Linear + BullMQ for notification batching

Linear (the project management tool) uses BullMQ (Node.js, Redis-backed) for their issue sync and Slack notification jobs. When a user imports 10,000 Jira issues into Linear, 10,000 notification jobs queue simultaneously. BullMQ's built-in rate limiter caps Slack webhook deliveries at 100/second per workspace, preventing Linear from hitting Slack's rate limits during bulk imports. Without rate limiting, the same import that completes in 2 minutes triggers 10,000 Slack messages delivered in 30 seconds — Slack throttles the workspace and no notifications arrive for the rest of the hour.

Anti-Patterns

Blocking the HTTP response for slow work

Generating PDFs, sending emails, or calling payment APIs inline with the request handler. One slow operation degrades the entire request pool. Return 202 and process asynchronously.

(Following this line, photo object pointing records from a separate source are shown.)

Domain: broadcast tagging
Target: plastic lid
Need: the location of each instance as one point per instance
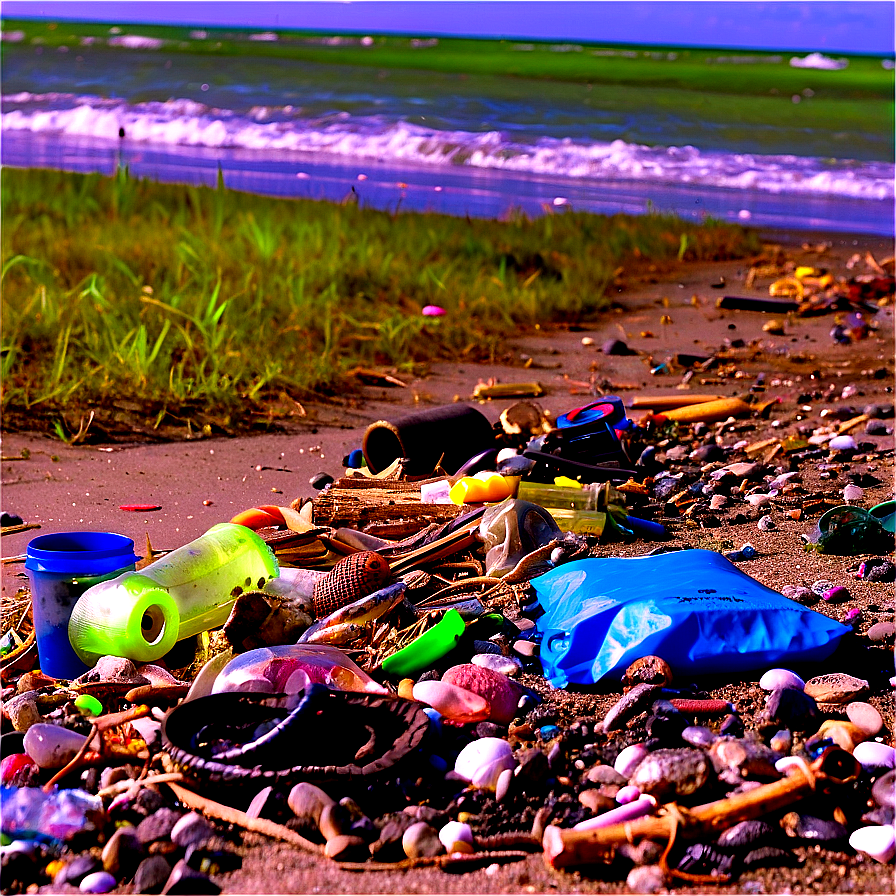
(80, 553)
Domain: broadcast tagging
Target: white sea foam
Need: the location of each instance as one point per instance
(283, 130)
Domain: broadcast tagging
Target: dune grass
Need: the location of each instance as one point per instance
(117, 291)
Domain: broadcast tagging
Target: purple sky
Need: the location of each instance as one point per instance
(842, 25)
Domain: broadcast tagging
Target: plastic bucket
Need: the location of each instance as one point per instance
(449, 435)
(61, 568)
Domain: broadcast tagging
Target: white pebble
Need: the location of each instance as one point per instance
(506, 665)
(781, 678)
(629, 759)
(871, 754)
(877, 841)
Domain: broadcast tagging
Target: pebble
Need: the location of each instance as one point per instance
(629, 759)
(500, 692)
(52, 746)
(452, 702)
(865, 717)
(483, 760)
(871, 754)
(877, 841)
(98, 882)
(421, 840)
(781, 678)
(504, 665)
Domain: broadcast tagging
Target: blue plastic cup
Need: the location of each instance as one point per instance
(61, 568)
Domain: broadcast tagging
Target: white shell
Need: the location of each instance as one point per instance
(781, 678)
(877, 841)
(455, 832)
(484, 760)
(872, 754)
(629, 759)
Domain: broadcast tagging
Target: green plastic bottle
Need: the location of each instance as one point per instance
(140, 615)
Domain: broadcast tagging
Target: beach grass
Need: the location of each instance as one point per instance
(183, 300)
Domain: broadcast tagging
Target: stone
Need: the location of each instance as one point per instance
(865, 717)
(453, 702)
(191, 828)
(185, 880)
(122, 852)
(152, 874)
(836, 688)
(52, 746)
(98, 882)
(502, 693)
(504, 665)
(421, 840)
(347, 848)
(157, 826)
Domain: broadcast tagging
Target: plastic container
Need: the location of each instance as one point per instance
(140, 615)
(61, 568)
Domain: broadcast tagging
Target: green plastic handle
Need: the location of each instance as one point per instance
(432, 645)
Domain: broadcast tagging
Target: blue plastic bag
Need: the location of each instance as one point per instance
(693, 608)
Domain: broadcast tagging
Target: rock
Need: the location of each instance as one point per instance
(502, 693)
(23, 711)
(191, 828)
(483, 760)
(157, 826)
(504, 665)
(347, 848)
(421, 840)
(122, 852)
(781, 678)
(452, 702)
(870, 754)
(865, 717)
(152, 874)
(52, 746)
(457, 836)
(878, 842)
(835, 688)
(98, 882)
(185, 880)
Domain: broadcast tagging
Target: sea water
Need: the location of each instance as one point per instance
(473, 145)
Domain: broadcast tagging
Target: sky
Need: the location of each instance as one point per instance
(857, 26)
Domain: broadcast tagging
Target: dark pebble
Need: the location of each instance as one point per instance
(152, 874)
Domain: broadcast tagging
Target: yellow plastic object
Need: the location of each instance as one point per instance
(483, 488)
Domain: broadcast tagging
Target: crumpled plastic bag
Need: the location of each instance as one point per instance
(511, 530)
(693, 608)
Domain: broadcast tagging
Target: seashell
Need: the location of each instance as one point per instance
(627, 794)
(865, 717)
(836, 688)
(667, 774)
(648, 670)
(629, 759)
(52, 746)
(351, 579)
(455, 832)
(502, 693)
(884, 790)
(877, 841)
(781, 678)
(870, 754)
(452, 702)
(505, 665)
(482, 761)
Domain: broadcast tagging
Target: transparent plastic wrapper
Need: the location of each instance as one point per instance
(140, 615)
(290, 668)
(59, 814)
(693, 608)
(511, 530)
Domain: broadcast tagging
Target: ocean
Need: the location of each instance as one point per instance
(404, 139)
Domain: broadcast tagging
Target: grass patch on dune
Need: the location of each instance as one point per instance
(192, 304)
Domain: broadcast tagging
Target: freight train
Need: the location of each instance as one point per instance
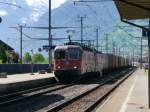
(74, 60)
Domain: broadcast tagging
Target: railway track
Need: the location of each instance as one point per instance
(89, 99)
(8, 99)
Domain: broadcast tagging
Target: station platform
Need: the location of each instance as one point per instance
(131, 96)
(19, 82)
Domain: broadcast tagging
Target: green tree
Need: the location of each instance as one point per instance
(38, 58)
(3, 56)
(26, 57)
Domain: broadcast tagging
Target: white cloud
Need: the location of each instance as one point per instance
(40, 7)
(3, 13)
(45, 3)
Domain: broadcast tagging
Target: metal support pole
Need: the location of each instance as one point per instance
(141, 55)
(149, 66)
(50, 36)
(81, 30)
(133, 57)
(107, 43)
(97, 39)
(21, 44)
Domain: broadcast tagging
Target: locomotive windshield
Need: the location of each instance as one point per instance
(59, 54)
(74, 53)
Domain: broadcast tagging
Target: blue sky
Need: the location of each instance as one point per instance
(38, 8)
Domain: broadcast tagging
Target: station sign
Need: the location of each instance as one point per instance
(47, 47)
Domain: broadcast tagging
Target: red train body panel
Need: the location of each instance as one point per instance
(73, 61)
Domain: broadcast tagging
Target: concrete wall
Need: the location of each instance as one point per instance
(18, 68)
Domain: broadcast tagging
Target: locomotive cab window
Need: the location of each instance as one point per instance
(74, 53)
(60, 54)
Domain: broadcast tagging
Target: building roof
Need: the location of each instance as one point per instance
(6, 45)
(133, 9)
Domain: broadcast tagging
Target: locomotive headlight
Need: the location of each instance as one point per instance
(75, 67)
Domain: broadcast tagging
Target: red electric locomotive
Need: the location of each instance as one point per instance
(73, 60)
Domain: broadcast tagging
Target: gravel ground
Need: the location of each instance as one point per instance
(81, 104)
(41, 103)
(37, 103)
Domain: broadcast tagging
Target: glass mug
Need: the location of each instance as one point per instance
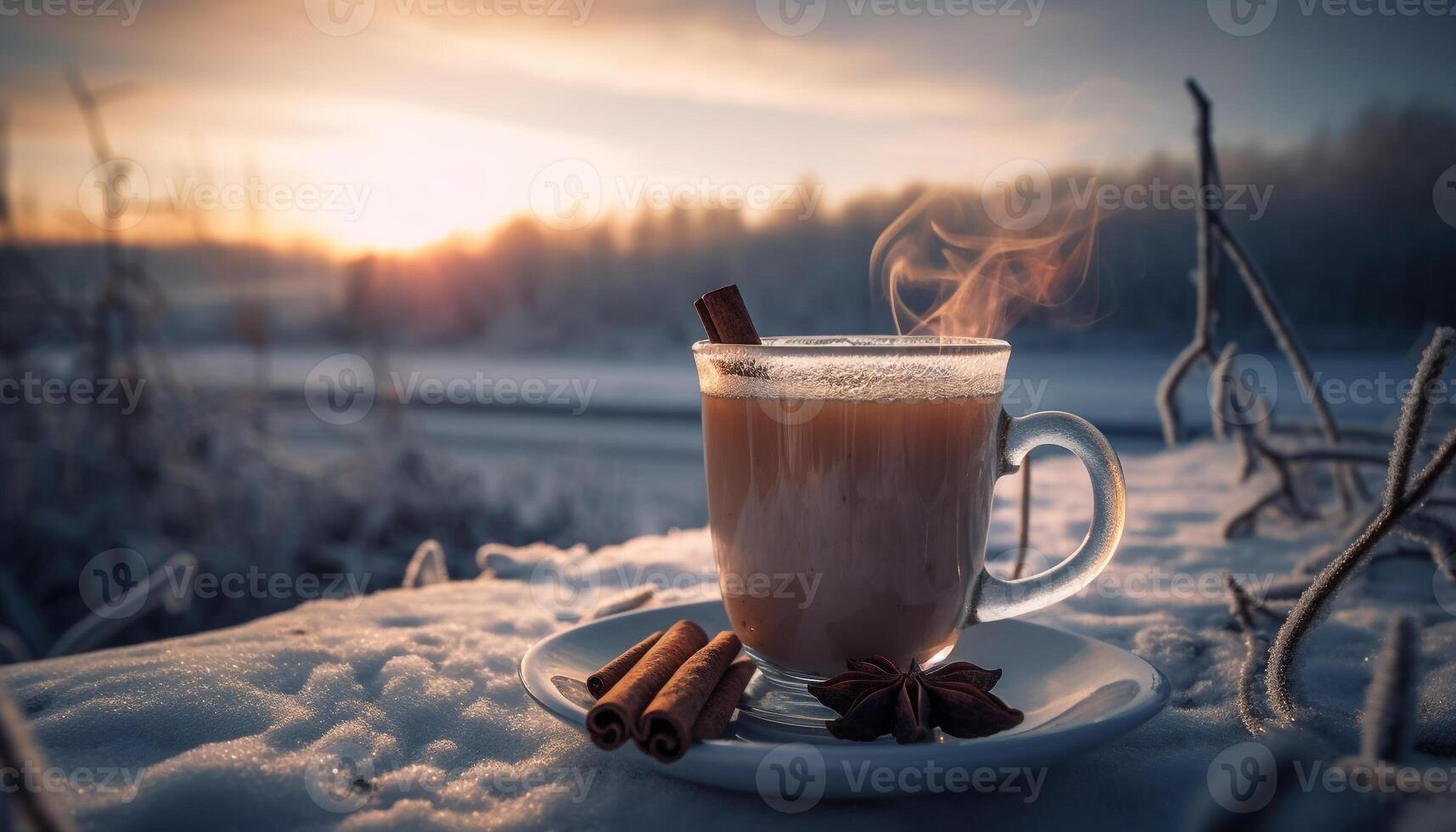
(849, 492)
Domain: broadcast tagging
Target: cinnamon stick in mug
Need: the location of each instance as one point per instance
(613, 718)
(612, 672)
(666, 726)
(724, 700)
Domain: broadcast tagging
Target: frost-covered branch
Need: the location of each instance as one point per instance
(1205, 276)
(1313, 605)
(1391, 695)
(427, 565)
(1347, 481)
(1241, 606)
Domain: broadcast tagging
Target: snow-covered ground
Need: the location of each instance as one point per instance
(419, 687)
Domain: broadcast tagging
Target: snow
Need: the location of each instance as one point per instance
(419, 687)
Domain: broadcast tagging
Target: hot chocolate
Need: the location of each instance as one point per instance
(845, 528)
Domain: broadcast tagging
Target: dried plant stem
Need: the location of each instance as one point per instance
(1415, 411)
(1024, 532)
(1391, 694)
(1254, 647)
(1347, 482)
(1435, 535)
(1313, 604)
(1205, 276)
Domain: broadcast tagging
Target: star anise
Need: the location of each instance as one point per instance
(874, 698)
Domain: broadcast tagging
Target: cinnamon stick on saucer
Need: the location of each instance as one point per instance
(612, 672)
(725, 317)
(615, 717)
(666, 726)
(724, 700)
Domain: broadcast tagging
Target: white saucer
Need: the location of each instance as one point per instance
(1077, 694)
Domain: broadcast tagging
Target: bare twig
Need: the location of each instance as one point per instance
(1205, 276)
(1313, 605)
(1391, 695)
(1347, 481)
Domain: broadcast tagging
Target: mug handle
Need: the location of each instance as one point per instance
(996, 598)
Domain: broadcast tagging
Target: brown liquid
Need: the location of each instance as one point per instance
(883, 503)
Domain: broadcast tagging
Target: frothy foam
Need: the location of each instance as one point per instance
(853, 368)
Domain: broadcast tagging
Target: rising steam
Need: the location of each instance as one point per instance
(947, 274)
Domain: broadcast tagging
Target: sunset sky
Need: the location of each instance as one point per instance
(441, 115)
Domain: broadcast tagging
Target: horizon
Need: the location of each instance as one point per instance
(476, 118)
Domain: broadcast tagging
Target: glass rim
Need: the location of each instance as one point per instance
(863, 346)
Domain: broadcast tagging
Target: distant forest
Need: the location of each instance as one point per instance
(1350, 239)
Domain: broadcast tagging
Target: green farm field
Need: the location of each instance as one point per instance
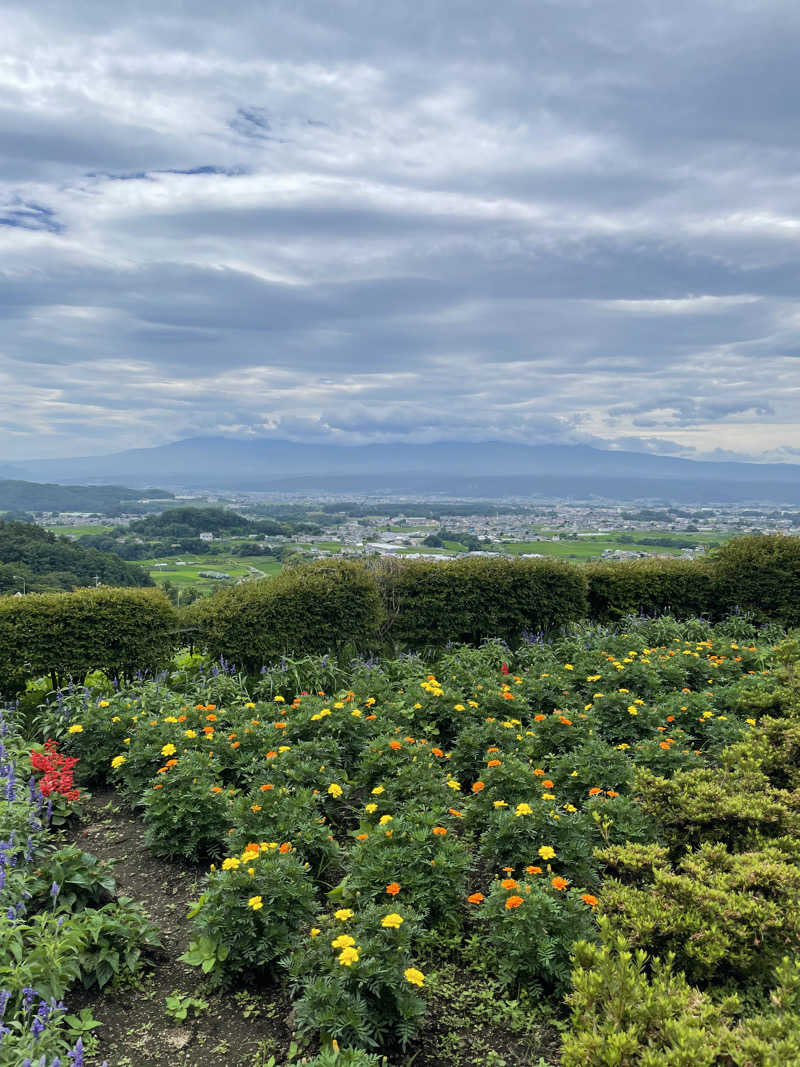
(189, 576)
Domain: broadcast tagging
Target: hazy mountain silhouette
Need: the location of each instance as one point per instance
(463, 468)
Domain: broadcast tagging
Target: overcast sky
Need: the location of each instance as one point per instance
(377, 220)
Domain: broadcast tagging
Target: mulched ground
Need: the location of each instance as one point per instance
(250, 1028)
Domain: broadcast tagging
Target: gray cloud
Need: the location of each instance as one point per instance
(550, 222)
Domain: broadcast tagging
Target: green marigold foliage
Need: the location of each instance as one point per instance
(356, 978)
(251, 912)
(628, 1010)
(528, 944)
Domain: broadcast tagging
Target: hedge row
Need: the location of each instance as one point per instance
(65, 635)
(317, 608)
(409, 604)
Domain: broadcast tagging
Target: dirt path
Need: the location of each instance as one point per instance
(237, 1030)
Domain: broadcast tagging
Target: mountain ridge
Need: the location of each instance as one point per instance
(265, 463)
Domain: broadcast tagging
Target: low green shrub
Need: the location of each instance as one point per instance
(726, 918)
(630, 1010)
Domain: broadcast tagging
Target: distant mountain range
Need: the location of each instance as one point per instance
(490, 470)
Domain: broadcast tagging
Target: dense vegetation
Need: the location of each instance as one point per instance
(104, 499)
(598, 835)
(177, 531)
(44, 562)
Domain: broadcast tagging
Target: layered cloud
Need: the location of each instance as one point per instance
(550, 221)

Serializing full objects into job payloads

Embedding the entire order object in the job payload. The object is stale by the time the worker executes (minutes or hours later), and large payloads bloat queue memory. Pass only the record ID; workers fetch current state at execution time.

Mismatched visibility timeout

SQS default visibility timeout is 30 seconds. A job that takes 5 minutes reappears to other workers every 30 seconds while in-flight, causing concurrent duplicate execution. Set visibility timeout to 2× P99 execution time.

Hard-killing workers during deploy

Terminating worker processes with SIGKILL during rolling deploys leaves jobs in an undefined state — some side effects may have executed, others not. The job is re-delivered from the queue and partially re-executes, corrupting state. Workers must handle SIGTERM gracefully.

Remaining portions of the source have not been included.